# What do you plan for your future (study)?



## Inf3rn0 (Aug 19, 2009)

(Edit): Currently leaning towards business as psyc doesnt appeal much to me anymore as i wouldnt have used it at all really.


----------



## deco122392 (Aug 19, 2009)

Im 16 rite now  I turn 17 in december. I have interests in tons of things and I still havnt decided what i'm going to do as my profession later on in life. I havnt even decided if im going to take chem or physics whn school starts up again. XD


----------



## arud45 (Aug 19, 2009)

I'm 16 (Junior in high school) and will probably go Pre Med. then go to Med school and become a neurosurgeon.

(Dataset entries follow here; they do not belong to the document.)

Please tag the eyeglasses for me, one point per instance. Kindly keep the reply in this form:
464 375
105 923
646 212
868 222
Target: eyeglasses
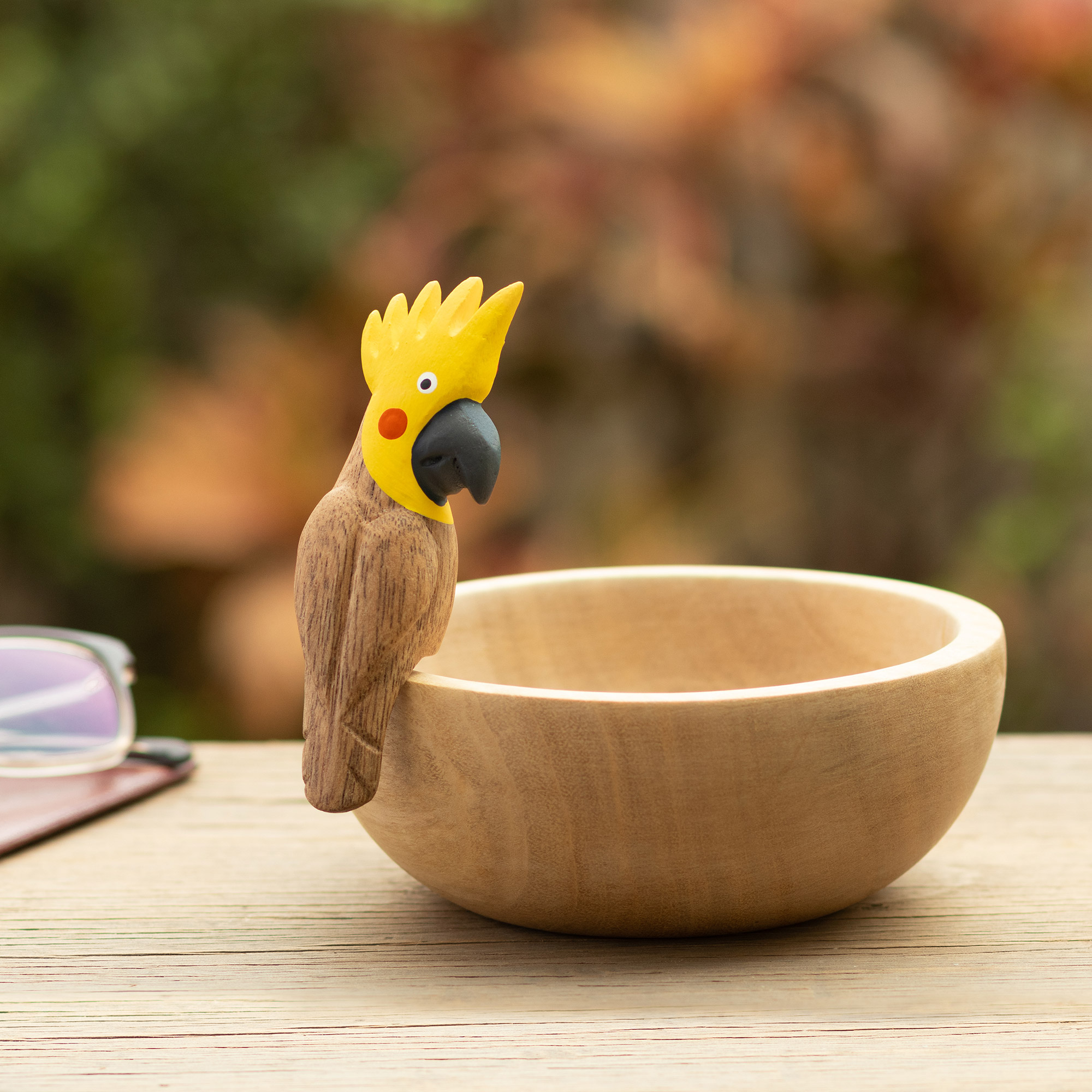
65 702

I am also very interested in history (made a 5 on the Euro ap exam, currently in AP U.S.) and might minor in it.


----------



## LNZ (Aug 19, 2009)

Well I live on a government pension have done so since November 1995. I attended an alterntive school for 18 months from Feb '75 to June '76. And I took two months to learn the alphabet and count to 10 and that was with Sesame Street every day for 2 months. I have poor hand to eye coordination skills and am bad at fast and accurate complex pattern reconisition.

You can begin to see why I'm on a pension. And my PB's on the various cubes I have now are actually quite good for me considering what I face every time a scramble a cube of 4x4x4 or larger.


----------